The Spokesman-Review

TUESDAY

Bellevue-based Ascentium Corp. has purchased Spokane advertising agency miller.whiterunkle and appointed longtime area business executive Kim Pearman-Gillman to be the Spokane manager. Ascentium said it will move its 12 Spokane branch office employees into miller.whiterunkle’s downtown office.

WEDNESDAY

The Federal Communications Commission, overturning a 32-year-old ban, voted to allow broadcasters in the nation’s 20 largest media markets to also own a newspaper. FCC Chairman Kevin Martin was joined by his two Republican colleagues in favor of the proposal, while the commission’s two Democrats voted against it.
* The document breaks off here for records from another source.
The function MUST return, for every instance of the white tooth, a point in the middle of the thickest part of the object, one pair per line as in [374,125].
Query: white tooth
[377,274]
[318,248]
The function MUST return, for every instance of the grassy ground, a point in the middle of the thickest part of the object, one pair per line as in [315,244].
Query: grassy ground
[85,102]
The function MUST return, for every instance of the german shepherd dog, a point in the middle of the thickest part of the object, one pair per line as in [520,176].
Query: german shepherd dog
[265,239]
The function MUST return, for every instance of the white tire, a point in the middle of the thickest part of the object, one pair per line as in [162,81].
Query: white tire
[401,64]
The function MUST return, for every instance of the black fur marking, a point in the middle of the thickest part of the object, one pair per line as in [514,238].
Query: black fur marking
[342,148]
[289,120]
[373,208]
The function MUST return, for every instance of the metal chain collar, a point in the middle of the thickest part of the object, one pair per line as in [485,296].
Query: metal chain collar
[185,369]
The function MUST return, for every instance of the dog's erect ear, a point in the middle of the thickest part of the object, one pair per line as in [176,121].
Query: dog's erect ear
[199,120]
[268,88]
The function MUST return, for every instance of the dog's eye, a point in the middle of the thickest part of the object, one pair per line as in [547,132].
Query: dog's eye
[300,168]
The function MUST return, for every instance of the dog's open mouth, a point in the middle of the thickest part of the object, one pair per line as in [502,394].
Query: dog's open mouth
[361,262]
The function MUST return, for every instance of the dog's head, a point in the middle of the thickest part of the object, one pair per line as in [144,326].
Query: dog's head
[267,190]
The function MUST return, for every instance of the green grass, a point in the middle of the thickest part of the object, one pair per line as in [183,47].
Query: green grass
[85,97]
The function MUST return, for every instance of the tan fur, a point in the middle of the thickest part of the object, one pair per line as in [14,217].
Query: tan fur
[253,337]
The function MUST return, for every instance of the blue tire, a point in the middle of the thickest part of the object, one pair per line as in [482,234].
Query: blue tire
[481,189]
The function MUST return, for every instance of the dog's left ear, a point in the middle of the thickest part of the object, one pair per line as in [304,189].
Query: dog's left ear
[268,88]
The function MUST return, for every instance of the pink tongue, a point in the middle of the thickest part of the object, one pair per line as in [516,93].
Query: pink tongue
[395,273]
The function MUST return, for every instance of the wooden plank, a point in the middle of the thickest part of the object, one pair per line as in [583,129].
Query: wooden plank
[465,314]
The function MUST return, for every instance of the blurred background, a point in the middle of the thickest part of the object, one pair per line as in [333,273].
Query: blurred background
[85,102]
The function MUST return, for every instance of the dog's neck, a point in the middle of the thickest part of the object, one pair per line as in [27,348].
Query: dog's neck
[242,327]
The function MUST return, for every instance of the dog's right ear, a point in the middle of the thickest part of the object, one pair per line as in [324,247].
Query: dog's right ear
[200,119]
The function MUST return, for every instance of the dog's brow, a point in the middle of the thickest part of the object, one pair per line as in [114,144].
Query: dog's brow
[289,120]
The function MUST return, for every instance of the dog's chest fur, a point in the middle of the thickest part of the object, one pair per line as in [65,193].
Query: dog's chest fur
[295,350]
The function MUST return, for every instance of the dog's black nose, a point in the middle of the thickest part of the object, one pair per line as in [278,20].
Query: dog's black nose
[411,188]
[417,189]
•A new partnership offers regional high-tech startups free or reduced-cost legal help in protecting perhaps their most valuable assets: their intellectual property. Since this fall, four Gonzaga University School of Law students have helped clients of Spokane business incubator Sirti guard their technology and business interests under the guidance of local patent attorneys.

THURSDAY

More than 20 million families will be spared an extra $2,000 tax hit on average after Congress excluded them from a higher alternative tax originally aimed at untaxed multimillionaires. An eleventh-hour vote to put a one-year freeze on growth of the alternative minimum tax shields many middle- and upper-middle-income taxpayers from first exposure to the tax. In 2006 it affected 4 million.
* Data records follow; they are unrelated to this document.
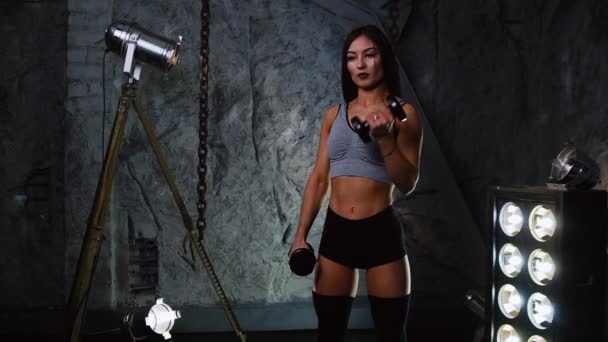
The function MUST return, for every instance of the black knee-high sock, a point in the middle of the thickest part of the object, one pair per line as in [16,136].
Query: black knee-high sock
[333,313]
[390,316]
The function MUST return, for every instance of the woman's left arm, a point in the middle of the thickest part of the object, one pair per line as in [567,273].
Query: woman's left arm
[402,153]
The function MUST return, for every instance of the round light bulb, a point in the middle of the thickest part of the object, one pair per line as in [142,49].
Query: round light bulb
[510,219]
[510,260]
[542,223]
[540,310]
[541,267]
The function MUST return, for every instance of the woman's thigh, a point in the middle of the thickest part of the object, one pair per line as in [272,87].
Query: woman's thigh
[333,279]
[389,280]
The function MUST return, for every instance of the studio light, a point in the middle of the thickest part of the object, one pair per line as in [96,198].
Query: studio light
[542,223]
[511,219]
[510,260]
[509,301]
[572,169]
[506,333]
[540,310]
[159,319]
[547,265]
[541,267]
[139,46]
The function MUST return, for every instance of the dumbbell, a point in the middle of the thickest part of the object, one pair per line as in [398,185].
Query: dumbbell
[362,127]
[302,261]
[396,108]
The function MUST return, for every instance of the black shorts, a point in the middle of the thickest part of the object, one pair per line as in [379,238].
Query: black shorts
[364,243]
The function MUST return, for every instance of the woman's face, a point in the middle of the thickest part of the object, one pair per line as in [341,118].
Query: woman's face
[364,63]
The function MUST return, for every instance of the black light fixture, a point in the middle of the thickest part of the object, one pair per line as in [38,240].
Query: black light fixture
[547,267]
[573,169]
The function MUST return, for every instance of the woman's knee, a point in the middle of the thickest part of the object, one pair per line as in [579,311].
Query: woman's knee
[334,279]
[389,280]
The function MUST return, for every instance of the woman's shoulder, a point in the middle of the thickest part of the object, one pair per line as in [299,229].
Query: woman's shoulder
[331,114]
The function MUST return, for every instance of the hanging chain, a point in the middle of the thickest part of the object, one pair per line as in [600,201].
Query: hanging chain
[201,224]
[393,30]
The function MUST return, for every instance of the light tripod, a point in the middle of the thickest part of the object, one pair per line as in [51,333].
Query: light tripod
[89,253]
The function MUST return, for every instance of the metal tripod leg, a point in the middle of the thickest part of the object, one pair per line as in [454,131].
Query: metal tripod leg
[193,233]
[91,245]
[89,252]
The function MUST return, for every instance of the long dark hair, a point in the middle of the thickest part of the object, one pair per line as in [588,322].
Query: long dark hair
[391,75]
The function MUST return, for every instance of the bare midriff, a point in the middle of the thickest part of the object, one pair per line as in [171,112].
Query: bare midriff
[356,198]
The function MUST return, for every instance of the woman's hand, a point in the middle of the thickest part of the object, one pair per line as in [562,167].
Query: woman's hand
[381,123]
[298,243]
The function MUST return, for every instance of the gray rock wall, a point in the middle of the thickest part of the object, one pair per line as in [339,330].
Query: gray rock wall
[501,84]
[32,91]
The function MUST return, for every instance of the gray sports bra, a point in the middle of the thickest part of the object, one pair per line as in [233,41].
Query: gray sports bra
[350,156]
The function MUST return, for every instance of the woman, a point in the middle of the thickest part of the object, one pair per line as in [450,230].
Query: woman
[361,231]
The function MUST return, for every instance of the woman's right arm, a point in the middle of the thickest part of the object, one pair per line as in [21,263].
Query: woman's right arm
[317,185]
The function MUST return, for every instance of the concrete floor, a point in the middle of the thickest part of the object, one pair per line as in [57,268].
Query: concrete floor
[424,335]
•The IRS and a law firm for two Northwest attorneys involved in the River Park Square garage bonds have settled an investigation into the sale of bonds which were at the center of a federal securities fraud suit. The settlement closes the investigation into allegations that the two attorneys, Mike Ormsby, of Spokane, and David Thompson of Seattle, did not perform “due diligence” on all aspects of the mall project before the foundation they represented sold $31 million in bonds to investors as tax-exempt.

FRIDAY

Greater Spokane Incorporated has received $90,000 to help build a new corps of architects, engineers and accountants, professionals whose skills will be in short supply within a decade, a state estimate says.

•A plan to generate electricity from the motion of waves has been approved by federal energy regulators, but the project faces more scrutiny before specially designed buoys begin bobbing off the Olympic Peninsula. The Federal Energy Regulatory Commission issued British Columbia-based Finavera Renewables a license for its wave-energy pilot project near Cape Flattery, along a turbulent stretch of the Pacific coast.

•A second debt-rating agency has restored an investment-grade rating to Avista Corp., a change that reflects the Spokane utility’s improving financial condition. Moody’s said Thursday the upgrade was based on the sale of Avista Energy Inc., a subsidiary involved in the high-risk business of traded electricity and natural gas, and increases in Washington customers’ electricity and natural gas rates that will kick in Jan. 1.